Traditional approaches of random error modeling like GM model and Allan variance method work unsatisfactorily selleck chemicals Idelalisib for MEMS sensors [14]. Moreover, the whole process of modeling the static and dynamic Inhibitors,Modulators,Libraries biases are extremely complex and sometimes do not provide the reliable estimates, thereby affecting the navigation accuracy of the system. Alternatively, artificial intelligence approaches utilizing Neural Network (NN) have been utilized in modeling the MEMS error and are found to perform better than other conventional techniques [14,15]. However in this particular case, NN suffers from poor generalization capability due to the presence of an elevated level of noises in the input-output data to be modeled. Hence, the NN model prediction accuracy is poor and deteriorates after a short time.
Also, the model development process takes longer time, which limits their real-time Inhibitors,Modulators,Libraries implementation [16]. Recently, Support Vector Machines (SVMs) based techniques have been applied to model the MEMS error [17,18]. Support Vector Machines (SVMs) based on the structural risk minimization principle can avoid local minimization and over-fitting problems as encountered in NN, thus improving the prediction accuracy. As opposed to neural networks, it requires less training time, and hence is suitable for real-time implementation. This paper thus proposes the implementation of an enhanced Nu-Support Vector Regression (Nu-SVR) technique for modeling these random and substantial MEMS sensor errors [19]. The proposed approach is different from those presented in [17,18], as it automatically selects the model parameter (i.

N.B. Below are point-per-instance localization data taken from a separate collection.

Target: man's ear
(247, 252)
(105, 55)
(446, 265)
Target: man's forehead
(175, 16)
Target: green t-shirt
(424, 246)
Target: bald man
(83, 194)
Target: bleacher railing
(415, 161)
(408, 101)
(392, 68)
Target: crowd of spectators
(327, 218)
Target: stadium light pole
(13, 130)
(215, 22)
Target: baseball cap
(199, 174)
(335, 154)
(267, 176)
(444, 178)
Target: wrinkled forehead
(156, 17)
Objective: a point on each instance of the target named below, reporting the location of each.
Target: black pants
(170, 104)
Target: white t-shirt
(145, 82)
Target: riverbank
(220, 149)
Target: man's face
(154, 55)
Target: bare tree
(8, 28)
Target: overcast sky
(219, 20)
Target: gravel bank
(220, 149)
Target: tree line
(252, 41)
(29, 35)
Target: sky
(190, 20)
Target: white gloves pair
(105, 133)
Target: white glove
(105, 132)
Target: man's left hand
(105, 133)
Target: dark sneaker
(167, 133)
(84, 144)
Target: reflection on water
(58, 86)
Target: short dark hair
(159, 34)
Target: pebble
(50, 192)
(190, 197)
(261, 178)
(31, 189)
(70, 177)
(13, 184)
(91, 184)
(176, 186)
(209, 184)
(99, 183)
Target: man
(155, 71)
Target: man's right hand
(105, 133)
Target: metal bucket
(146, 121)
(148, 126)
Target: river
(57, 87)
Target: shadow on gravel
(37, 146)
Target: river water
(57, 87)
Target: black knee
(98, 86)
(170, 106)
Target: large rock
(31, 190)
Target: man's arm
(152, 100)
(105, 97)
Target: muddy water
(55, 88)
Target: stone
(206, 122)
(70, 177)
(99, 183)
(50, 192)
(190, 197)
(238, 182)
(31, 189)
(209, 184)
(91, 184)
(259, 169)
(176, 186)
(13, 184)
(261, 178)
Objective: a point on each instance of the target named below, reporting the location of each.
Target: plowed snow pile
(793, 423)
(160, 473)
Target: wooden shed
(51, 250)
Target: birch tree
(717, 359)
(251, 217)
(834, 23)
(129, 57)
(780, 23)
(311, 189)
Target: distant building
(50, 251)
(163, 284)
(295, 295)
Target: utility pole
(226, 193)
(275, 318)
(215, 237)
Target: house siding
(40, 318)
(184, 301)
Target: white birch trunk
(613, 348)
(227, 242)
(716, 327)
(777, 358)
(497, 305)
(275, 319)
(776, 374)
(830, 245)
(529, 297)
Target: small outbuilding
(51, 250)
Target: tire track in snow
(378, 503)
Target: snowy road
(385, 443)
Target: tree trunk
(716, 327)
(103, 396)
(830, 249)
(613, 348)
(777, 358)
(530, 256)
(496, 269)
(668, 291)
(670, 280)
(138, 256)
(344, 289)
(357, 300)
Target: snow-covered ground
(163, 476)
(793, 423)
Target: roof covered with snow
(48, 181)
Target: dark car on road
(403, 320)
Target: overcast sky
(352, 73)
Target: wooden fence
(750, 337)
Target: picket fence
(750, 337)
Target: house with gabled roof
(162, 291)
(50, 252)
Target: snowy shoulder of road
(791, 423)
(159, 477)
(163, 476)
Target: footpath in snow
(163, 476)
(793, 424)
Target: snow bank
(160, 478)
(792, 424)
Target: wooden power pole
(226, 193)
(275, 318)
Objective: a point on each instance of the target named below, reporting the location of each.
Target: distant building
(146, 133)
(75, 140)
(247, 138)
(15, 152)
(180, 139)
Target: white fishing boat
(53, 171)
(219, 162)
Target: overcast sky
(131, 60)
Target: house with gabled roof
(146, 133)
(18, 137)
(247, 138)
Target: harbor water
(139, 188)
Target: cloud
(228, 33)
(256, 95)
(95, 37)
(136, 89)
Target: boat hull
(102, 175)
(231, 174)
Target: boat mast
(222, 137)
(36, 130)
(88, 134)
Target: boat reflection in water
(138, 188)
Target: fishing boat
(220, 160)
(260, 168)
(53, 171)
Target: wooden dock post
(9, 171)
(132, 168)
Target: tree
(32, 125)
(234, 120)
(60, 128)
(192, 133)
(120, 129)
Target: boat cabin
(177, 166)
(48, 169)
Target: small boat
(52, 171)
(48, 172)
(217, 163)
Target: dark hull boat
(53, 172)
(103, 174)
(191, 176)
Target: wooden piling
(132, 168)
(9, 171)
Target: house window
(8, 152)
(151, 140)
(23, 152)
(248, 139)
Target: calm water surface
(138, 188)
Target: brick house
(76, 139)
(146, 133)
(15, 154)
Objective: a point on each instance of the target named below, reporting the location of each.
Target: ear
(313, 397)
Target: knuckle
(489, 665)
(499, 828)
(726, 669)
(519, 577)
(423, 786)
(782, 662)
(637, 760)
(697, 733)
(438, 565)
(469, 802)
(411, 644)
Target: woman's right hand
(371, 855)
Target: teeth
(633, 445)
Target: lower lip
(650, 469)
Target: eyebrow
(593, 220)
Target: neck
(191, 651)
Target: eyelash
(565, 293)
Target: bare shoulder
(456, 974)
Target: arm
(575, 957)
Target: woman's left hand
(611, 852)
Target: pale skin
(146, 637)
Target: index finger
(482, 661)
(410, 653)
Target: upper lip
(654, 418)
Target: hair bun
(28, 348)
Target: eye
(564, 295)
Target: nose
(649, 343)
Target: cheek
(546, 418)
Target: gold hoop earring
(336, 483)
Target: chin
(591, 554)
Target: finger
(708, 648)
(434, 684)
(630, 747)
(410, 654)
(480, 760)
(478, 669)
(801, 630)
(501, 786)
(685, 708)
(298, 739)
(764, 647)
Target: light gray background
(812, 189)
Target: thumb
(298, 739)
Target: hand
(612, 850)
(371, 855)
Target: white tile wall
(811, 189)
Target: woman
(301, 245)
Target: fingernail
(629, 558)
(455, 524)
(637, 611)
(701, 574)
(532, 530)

e., error margin), and the priori knowledge of the noise model is not mandatory [20]. Like the NN approach, Inhibitors,Modulators,Libraries the Nu-SVR model utilizes the same set of input-output sample pairs to model the errors. Once the Nu-SVR model is trained, it is utilized to predict the desirable output over an independent set of sample pairs. To test the efficacy of the proposed model, a low-cost MEMS Inertial Measurement Unit (IMU) manufactured by Cloud Cap Technology known as Crista Inhibitors,Modulators,Libraries IMU is employed [9].The paper has been divided into five sections. Section 2 covers the conventional approaches of modeling the MEMS sensor errors. Section 3 explains the working of support vector regression. Experimental setup and the calibration results obtained using conventional and the proposed approaches are detailed in Section 4, along with their impact on the navigation solution accuracy.
Finally, Section 5 concludes the paper.2.?Conventional Error Modeling ApproachesThere are numbers of errors like bias, scale factor, cross-axis sensitivity or misalignment, GSK-3 noise and temperature drifts that affect the performance of inertial sensors protein inhibitor [5]. Bias is the output observed when no input is applied. It can be divided into two parts, namely, static bias and dynamic bias.